A thermal phantom should have similar thermal properties to human tissue, such as density, specific heat, and thermal conductivity as included in the bioheat equation [28]. For experiments reported here, the terms for blood perfusion and metabolic heat generation are ignored. The internal heat generation is relatively small compared with the thermal energy by the heated needle, while the perfused blood, which is hard to simulate, delays activation and accelerates cooling, meaning that it further reduces the risk of tissue damage.

In addition to the appropriate thermal properties, the phantom should be stable at high temperature. For these reasons, polyacrylamide gel (PAG) is adopted, which has been used for radio frequency ablation research. According to [31], PAG can resist temperatures up to 100 °C and is optically transparent or translucent even with additional proteins for visualizing the heated area. Davidson and Sherar [29] measured the thermal properties of PAG, compared with human liver tissue properties [30], summarized in Table III. The amounts of materials and fabrication methods for PAG are described in [32].

TABLE III.

Thermal Properties of PAG [29] and Human Tissue [30]

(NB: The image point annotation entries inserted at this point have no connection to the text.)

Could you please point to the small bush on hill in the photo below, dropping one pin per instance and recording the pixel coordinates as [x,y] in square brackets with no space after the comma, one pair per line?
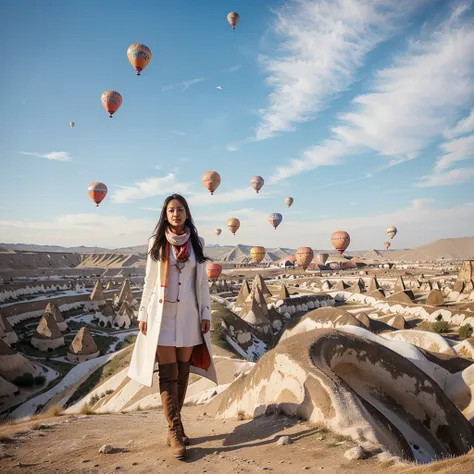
[440,327]
[465,331]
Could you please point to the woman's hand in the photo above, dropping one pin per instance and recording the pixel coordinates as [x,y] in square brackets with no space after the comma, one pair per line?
[142,325]
[205,326]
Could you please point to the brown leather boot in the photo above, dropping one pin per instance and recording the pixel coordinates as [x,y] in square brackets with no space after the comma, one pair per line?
[183,377]
[169,398]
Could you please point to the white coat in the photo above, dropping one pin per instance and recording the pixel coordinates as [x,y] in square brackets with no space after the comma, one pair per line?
[151,311]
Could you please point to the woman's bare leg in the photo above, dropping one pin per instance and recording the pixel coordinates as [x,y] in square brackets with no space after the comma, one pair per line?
[184,353]
[166,354]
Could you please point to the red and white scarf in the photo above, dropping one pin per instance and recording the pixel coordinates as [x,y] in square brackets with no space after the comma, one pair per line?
[180,245]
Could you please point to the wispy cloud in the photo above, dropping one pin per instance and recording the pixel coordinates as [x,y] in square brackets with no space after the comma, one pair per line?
[449,178]
[233,68]
[149,188]
[54,155]
[411,105]
[322,45]
[184,85]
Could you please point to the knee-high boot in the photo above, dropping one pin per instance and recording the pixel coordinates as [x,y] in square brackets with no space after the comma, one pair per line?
[169,398]
[183,377]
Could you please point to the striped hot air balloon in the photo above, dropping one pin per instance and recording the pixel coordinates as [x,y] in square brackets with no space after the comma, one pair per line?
[97,192]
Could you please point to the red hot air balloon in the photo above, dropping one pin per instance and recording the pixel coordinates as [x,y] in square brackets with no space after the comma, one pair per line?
[211,179]
[97,192]
[139,56]
[340,240]
[257,254]
[214,271]
[111,101]
[257,183]
[304,257]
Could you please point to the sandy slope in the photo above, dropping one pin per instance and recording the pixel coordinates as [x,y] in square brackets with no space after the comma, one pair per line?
[71,445]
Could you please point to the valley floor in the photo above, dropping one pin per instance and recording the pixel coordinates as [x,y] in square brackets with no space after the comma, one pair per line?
[71,445]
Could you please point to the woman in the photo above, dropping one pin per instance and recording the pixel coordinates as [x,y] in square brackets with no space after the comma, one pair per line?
[174,317]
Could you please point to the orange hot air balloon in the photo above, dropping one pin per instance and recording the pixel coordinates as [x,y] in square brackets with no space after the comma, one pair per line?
[233,18]
[257,254]
[233,224]
[97,192]
[304,257]
[139,56]
[111,101]
[214,271]
[340,240]
[257,183]
[211,179]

Properties PAG Human liver
Density [kg/m 3K] 1070 1050
Specific heat [J/kgK] 3810 3612
Conductivity [W/mK] 0.56 0.564

Optical heating fibers were connected to a 1070-nm Laser (CW Yb fiber laser, VCFL-1000, V-GEN Electro Optics Ltd., Tel-Aviv, Israel) via an optical isolator [see Fig. 5(a)]. This laser was chosen as it allowed precise tuning of the power over a large range. The isolator allows light transmission in one direction, from the laser source to the needle, protecting the laser from reflected light (a necessity given the reflective coating in the needle). A thermocouple (Omega Engineering Inc., Stamford, CT, USA) is inserted through a small slit on the PTFE tube and then attached on the clamped portion of SMA wire outside of the needle using a high-temperature thermal cement. Additional thermocouples are placed on the outer sheath surface and PAG phantom [see Fig. 5(b)]. An optical fiber with a fiber Bragg grating (FBG) is also inserted into the largest lumen, normally used for the curvature sensor, to measure the internal temperature. The FBG is placed at the center of the active element.

Fig. 5.

Fig. 5

Thermal phantom experiments. (a) Experimental system. (b) Temperature sensing locations for thermocouples and FBG sensors.

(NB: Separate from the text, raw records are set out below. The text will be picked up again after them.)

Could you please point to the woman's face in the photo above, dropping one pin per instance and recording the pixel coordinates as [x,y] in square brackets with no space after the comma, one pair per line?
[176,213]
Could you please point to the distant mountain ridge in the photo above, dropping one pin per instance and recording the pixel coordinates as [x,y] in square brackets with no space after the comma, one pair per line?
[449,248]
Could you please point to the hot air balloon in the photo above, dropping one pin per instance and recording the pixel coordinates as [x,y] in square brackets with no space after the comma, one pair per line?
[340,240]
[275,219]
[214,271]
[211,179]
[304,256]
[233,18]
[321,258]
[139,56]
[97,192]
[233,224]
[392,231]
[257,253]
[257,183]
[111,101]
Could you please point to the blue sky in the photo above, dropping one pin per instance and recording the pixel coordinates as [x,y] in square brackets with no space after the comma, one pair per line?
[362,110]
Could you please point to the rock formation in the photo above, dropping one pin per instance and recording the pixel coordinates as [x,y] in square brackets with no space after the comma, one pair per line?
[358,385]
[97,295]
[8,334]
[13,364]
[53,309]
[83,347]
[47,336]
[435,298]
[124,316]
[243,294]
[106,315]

At room temperature of 27 °C, 0.8- and 1.6-W power are applied for 10 s, and the temperature changes are plotted in Fig. 6. In addition, the temperature of the clamped SMA wire on the outer surface of the tube, for the case of actuation in air, is added as a red solid line for comparison [see Fig. 6(b)].

Fig. 6.

Fig. 6

Needle and PAG phantom temperature changes. (a) Outer sheath and clamped SMA temperature changes showing up to 5 °C outer sheath temperature change at 0.8-W activation. (b) Curvature sensor lumen and PAG phantom temperature near needle changes showing insignificant tissue temperature changes compared to needle inside.

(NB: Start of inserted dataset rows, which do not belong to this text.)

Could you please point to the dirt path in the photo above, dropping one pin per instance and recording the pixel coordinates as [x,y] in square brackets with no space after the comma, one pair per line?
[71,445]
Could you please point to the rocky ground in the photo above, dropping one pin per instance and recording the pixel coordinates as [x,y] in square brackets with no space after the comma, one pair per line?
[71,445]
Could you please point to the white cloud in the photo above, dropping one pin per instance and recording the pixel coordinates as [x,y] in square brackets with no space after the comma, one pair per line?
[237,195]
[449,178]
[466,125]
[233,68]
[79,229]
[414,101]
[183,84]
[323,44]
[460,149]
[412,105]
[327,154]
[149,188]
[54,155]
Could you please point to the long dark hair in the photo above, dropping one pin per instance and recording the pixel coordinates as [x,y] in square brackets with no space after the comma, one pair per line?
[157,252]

For both the needle interior, and for the SMA clamping point on the outside of the needle, the main difference in PAG compared with actuation in air is a dramatically reduced increase in temperature, even when twice the power, 1.6 W, is applied. The role of the tissue phantom as a heat sink also can be observed from the cooling curves, which decrease significantly faster than in air. In addition, there is no significant increase in external temperature for 10 s of actuation due to the heat capacity of the PAG, with less than 5 °C in the PTFE outer sheath and 1.6 °C in PAG at 2-mm distance from the needle. Heat-induced tissue damage is, therefore, not a critical concern with the active needle adopting a short SMA wire. However, heat dissipation in the phantom necessitates a relatively high power and reduces the efficiency and responsiveness of the needle.

2) Thermal Model

The necessary transition temperatures can be determined by investigating the temperature increase required for the internal SMA wire to generate the desired contraction force and strain. Since it is hard to measure this temperature directly, an FEM thermal model of the needle with tissue phantom is built using ANSYS (see Fig. 7) to extrapolate from temperatures at the internal FBG and external thermocouple used in the previous section.

Fig. 7.

Fig. 7

Thermal simulation of PAG phantom experiment. (a) FEM model. (b) Estimated SMA temperature in thermal tissue phantom.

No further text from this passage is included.